Garage Band Memories

I remember the music of the late sixties. It stirs memories of my teenage years. I haven’t listened to most of those songs much for years. Now it seems that everywhere I turn they are being played. Perhaps it is an attempt to cash in on those of the Baby Boomer generation(s) that are getting on toward retirement age.

Music has a powerful ability to recall events that you have associated with it even decades after the fact. One example is the SiriusXM Beatles channel that premiered recently. I’ve always loved the Beatles but I didn’t realize how many memories listening to that music would stir up.

I remember Nehru jackets that were made popular by the Beatles. I had one that I wore with a black turtle neck and a silver medallion. The black turtle neck was my shirt of choice. It was largely due to Illya Kuryakin on The Man from U.N.C.L.E. He often wore black turtle necks when engaged in covert operations.

I remember the Sears Stella acoustic guitar that I learned to play guitar on. It was a terrible guitar. The strings sat so high off of the neck at the fifth fret that learning Barre chords was an heroic task. I soon had a better guitar. It was a classical guitar with nylon strings. That wasn’t exactly the guitar that I wanted. I wanted an electric guitar but my father had been told that a classical was better for a guitar student. To his credit, he later capitulated and bought me an electric guitar.

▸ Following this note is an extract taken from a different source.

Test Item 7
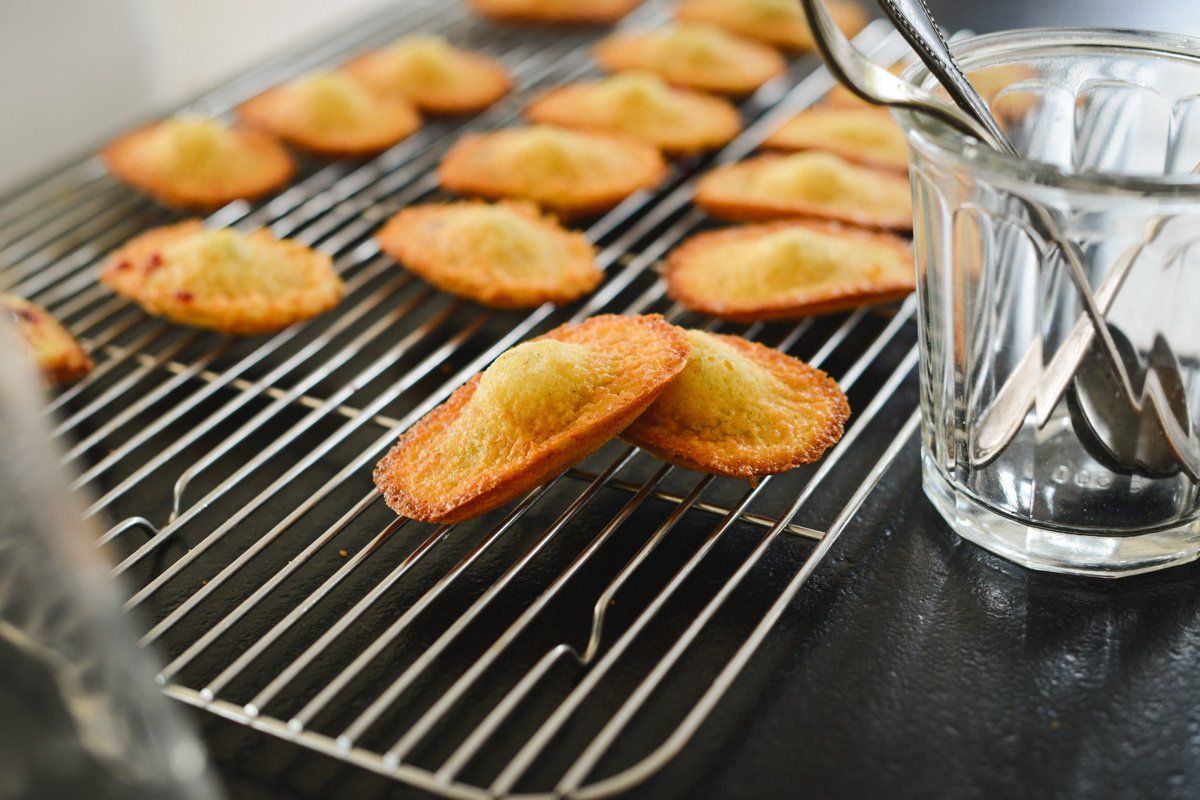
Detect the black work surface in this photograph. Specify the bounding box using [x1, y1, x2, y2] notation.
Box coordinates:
[192, 0, 1200, 800]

I remember the first time our band met for rehearsal. It was just me and my Stella and my friend Kenneth with his upright piano. Kenneth’s uncle owned a music store and about the third time we practiced she had bought him a Wurlitzer organ. The first song we learned was Eleanor Rigby. Soon after that we started writing our own songs as well as learning other popular songs of the time.

Kenneth was the youngest. His three sisters were all much older than he was. His parents were older than mine and had very different ideas about his upbringing than mine. He had taken off hitch hiking for an entire summer when he was fifteen. I was fourteen that summer and was envious of his adventures but also scared of striking out on my own like that.

We enlisted a first rate drummer and a bass player that also played French horn. I had a trombone that I was attempting to learn and I also played violin. Kenneth played clarinet. We only played the band instruments when we were recording.

Kenneth’s father had a stereo reel to reel tape recorder that had the circuitry for doing primitive multi-track recording. It was called sound on sound and allowed you to record one track while listening to the playback of the other channel. It also had a feature that allowed you to mix both channels down to one track so that you could record more than just two channels.

I wish I had a copy of some of the tapes that we made. They were made before cassette recorders became common so there was no medium that I would have been able to play it on at the time so I never got a copy.


Sweet dreams, don’t forget to tell the ones you love that you love them, and most important of all, be kind.